Je nach pH-Wert und Beschaffenheit des Bodens muss der Kalk dosiert werden. Bei einem leichten, sandigen Boden braucht man weniger Kalk. Für einen leichten Boden mit einem pH-Wert von unter 5,5 ist 150 Gramm pro Quadratmeter ausreichend. Lehmiger Boden braucht ungefähr die doppelte Menge pro Quadratmeter. Ab einem pH-Wert von mehr als 6,9 sollte kein Kalk mehr aufgebracht werden.

Ob der Boden sauer ist, kann man meist schon am Bewuchs erkennen. Vorhandensein von Klee deutet auf einen basischen Boden hin, in diesem Fall sollte nicht gekalkt werden. 

Staunässe im Rasen mit Sand verhindern

Sollte sich trotz aller Präventionsmaßnahmen Moos im Rasen breit gemacht haben, ist die Ursache wahrscheinlich Staunässe. Vor allem bei lehmigem Boden kann es im Laufe der Zeit passieren, dass sich die obere Erdschicht stark verdichtet, sodass das Wasser nicht in die tiefen Schichten des Bodens sickern kann. Dagegen hilft das Einarbeiten von Sand in den Erdboden, diesen Schritt macht man besten bereits beim Anlegen des Rasens. Es kann auch helfen, wenn man nach dem Vertikutieren Sand auf die Fläche bringt.

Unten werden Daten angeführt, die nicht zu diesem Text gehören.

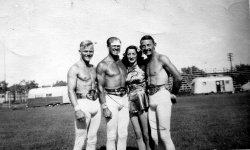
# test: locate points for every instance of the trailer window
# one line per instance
(49, 95)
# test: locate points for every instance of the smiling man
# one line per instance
(159, 114)
(83, 96)
(111, 75)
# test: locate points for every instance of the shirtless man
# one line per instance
(159, 113)
(83, 96)
(111, 75)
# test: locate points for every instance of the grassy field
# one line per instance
(198, 122)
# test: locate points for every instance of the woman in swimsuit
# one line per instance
(138, 100)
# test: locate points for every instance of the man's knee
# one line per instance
(138, 135)
(123, 133)
(154, 136)
(165, 135)
(92, 140)
(111, 135)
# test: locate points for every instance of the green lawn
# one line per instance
(198, 122)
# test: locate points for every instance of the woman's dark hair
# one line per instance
(140, 59)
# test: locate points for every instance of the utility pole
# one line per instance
(230, 59)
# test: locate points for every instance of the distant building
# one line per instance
(213, 84)
(48, 96)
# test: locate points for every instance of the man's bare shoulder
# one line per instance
(163, 59)
(74, 68)
(101, 66)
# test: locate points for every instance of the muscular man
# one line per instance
(83, 96)
(159, 113)
(111, 75)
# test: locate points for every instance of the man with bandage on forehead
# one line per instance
(83, 96)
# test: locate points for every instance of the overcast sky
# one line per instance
(41, 37)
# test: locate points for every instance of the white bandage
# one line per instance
(104, 105)
(77, 107)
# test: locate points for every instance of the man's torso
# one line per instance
(86, 76)
(115, 74)
(157, 75)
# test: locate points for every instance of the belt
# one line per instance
(152, 89)
(118, 92)
(83, 96)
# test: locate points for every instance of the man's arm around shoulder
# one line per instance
(167, 64)
(72, 77)
(100, 71)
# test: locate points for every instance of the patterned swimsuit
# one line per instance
(138, 100)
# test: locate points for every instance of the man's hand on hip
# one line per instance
(107, 113)
(80, 115)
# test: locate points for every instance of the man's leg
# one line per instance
(111, 124)
(81, 132)
(123, 121)
(93, 129)
(164, 116)
(138, 132)
(145, 128)
(153, 125)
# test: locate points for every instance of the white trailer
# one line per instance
(48, 96)
(213, 84)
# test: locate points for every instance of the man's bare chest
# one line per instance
(86, 74)
(114, 69)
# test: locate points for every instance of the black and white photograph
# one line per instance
(124, 74)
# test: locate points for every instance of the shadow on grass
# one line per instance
(128, 148)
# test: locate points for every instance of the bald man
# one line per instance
(160, 102)
(111, 75)
(83, 96)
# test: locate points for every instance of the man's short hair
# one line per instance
(147, 37)
(85, 43)
(111, 39)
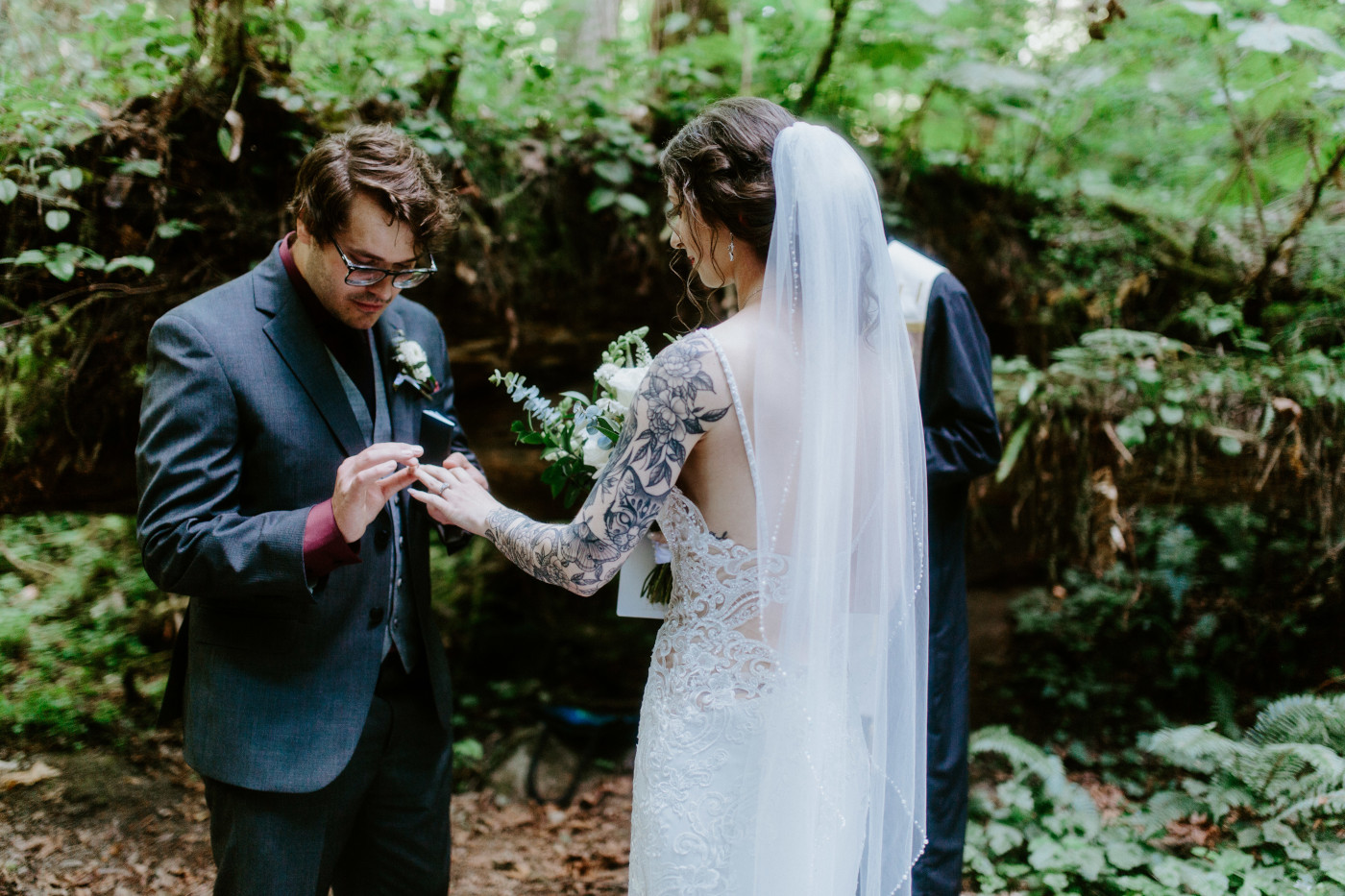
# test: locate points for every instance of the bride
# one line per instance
(782, 735)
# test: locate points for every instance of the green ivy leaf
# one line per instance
(634, 205)
(144, 167)
(62, 268)
(1013, 449)
(601, 198)
(138, 262)
(67, 180)
(298, 33)
(616, 173)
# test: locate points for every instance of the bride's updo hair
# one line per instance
(719, 167)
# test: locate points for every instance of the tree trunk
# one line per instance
(221, 27)
(672, 22)
(599, 22)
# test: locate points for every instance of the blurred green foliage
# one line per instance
(76, 614)
(1259, 812)
(1145, 198)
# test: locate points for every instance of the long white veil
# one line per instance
(843, 498)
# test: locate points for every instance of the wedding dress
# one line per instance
(783, 731)
(692, 822)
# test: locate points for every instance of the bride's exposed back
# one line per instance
(782, 735)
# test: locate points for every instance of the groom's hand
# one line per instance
(367, 480)
(460, 462)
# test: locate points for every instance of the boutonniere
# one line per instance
(413, 366)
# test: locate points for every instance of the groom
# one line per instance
(962, 442)
(279, 429)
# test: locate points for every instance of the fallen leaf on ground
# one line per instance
(39, 771)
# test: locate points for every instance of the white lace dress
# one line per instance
(692, 822)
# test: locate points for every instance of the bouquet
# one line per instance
(578, 432)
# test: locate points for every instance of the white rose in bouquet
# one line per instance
(602, 375)
(412, 354)
(624, 382)
(595, 453)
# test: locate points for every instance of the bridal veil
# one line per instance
(843, 496)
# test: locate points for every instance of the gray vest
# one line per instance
(401, 627)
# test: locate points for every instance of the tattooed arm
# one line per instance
(682, 395)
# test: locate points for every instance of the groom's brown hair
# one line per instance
(386, 166)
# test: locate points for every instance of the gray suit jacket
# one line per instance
(242, 425)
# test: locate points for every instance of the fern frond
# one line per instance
(1302, 718)
(1196, 748)
(1029, 759)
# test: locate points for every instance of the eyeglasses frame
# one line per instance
(352, 268)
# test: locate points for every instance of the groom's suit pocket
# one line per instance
(265, 627)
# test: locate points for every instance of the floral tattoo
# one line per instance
(672, 406)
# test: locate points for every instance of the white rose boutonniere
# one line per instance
(413, 366)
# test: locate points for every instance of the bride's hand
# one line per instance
(453, 498)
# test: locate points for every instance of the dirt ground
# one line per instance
(96, 822)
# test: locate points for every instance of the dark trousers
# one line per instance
(939, 869)
(382, 826)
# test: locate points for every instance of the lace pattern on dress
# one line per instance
(701, 717)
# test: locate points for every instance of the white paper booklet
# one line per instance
(631, 579)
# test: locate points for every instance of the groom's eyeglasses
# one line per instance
(367, 275)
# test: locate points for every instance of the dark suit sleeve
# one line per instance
(444, 401)
(188, 465)
(957, 395)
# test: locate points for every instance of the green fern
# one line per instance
(1287, 765)
(1028, 759)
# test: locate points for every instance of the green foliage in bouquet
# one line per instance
(577, 433)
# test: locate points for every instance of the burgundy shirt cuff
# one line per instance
(325, 547)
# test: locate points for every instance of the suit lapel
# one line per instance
(401, 401)
(298, 342)
(401, 405)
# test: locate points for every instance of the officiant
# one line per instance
(962, 442)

Moos im Schattenrasen verhindern

Wenn die schattige Lage Schuld am Moosbefall ist, ist es entscheidend den richtigen Rasen zu säen. Die richtige Mischung sollte zu 10 bis 15 Prozent die Grassorte „Lägerrispe“ enthalten. Darüber hinaus sollte der Rasen im Schatten nicht zu kurz gemäht werden, sechs Zentimeter sind optimal. Im Sommer muss darauf geachtet werden, dass der Rasen gut gewässert wird. Nur auf diese Weise kann sich der Rasen gut gegen Moosbewuchs durchsetzen.

Neue Moosbilder vorbeugen

Die richtige Pflege des Rasens ist der Schlüssel für einen moosfreien Rasen. Für die richtige Pflege muss man den Rasen in der gesamten Wachstumszeit von März bis November mindestens einmal in der Woche mähen, aber nicht kürzer als vier bis fünf Zentimeter. Im Sommer sollte man rechtzeitig einen Rasensprenger aufstellen, wenn der Niederschlag ausbleibt, muss man ausreichend wässern. Wassermangel schwächt die Gräser stark und lässt den Rasen bei anhaltender Trockenheit „verbrennen“. Zudem sollte man den Rasen im Frühjahr mit organischen Langzeit-Rasendünger versorgen. Dieser hält etwas drei bis sechs Monate, sodass man in der Regel im Sommer ein weiteres Mal düngen muss. Sofern die Gräser ausreichend Nährstoffe bekommen, bilden sie einen dichten Teppich und lassen Moos im Rasen keine Chance.